Aug. 9 (Bloomberg) –The slump in copper on the London Metal Exchange may not be over, according to technical analysis by Sucden Financial.
Prices that dropped 9.3 percent in the past four sessions to an 11-week low of $8,750 a metric ton yesterday are testing a potential "neckline" in a so-called head-and-shoulders pattern, Brenda Sullivan, a senior market strategist at Sucden, said yesterday in a telephone interview from London. A drop below that line, which connects the lows on Nov. 17 and May 12, could "open targets beginning at $8,219," or a 6.4 percent drop from yesterday's close, within a few weeks, she said.
While prices were up 19 percent from a year earlier, after touching a record $10,190 on Feb. 15, the pattern of the past few months may mean the long-term rally is "under pressure," Sullivan said.
If copper drops below the trend line created by the lows in February 2009 and June 2010, at around $8,685, prices may decline to $8,494 in a few days and "could extend all the way to $7,374 in several weeks or months," she said.
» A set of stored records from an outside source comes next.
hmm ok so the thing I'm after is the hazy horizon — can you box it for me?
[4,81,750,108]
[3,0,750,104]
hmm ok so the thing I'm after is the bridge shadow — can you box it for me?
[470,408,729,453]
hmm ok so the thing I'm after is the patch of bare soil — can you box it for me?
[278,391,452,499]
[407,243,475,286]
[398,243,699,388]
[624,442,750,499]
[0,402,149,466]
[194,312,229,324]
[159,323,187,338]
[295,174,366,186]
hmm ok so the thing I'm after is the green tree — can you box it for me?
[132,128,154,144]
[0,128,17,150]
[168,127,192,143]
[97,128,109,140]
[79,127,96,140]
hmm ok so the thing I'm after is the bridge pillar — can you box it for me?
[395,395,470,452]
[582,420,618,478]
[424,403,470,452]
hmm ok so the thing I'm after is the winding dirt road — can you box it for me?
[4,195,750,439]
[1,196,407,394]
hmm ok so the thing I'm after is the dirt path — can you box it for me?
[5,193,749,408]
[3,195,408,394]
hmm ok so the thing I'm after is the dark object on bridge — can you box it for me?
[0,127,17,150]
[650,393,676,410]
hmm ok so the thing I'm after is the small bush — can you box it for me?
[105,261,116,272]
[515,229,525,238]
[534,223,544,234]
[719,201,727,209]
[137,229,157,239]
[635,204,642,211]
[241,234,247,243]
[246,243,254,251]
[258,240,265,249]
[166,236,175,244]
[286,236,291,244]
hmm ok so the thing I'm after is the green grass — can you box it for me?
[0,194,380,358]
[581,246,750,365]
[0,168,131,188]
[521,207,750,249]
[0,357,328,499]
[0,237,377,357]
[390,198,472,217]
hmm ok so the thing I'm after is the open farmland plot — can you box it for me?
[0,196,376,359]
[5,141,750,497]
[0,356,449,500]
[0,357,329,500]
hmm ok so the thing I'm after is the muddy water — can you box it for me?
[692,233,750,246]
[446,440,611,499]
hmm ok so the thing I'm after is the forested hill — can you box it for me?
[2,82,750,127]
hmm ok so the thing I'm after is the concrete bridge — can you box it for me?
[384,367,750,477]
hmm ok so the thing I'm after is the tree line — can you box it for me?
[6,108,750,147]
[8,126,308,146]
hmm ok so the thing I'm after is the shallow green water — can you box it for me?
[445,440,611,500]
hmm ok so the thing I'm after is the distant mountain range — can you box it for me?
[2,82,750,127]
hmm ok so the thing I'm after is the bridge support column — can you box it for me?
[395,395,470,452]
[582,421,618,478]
"Copper prices have come down so far that even really long-term support lines are under threat," Sullivan said.
In technical analysis, investors and analysts study charts of trading patterns and prices to predict changes in a security, commodity, currency or index. A head-and-shoulders pattern occurs when a price forms three consecutive peaks or valleys, the middle being the largest.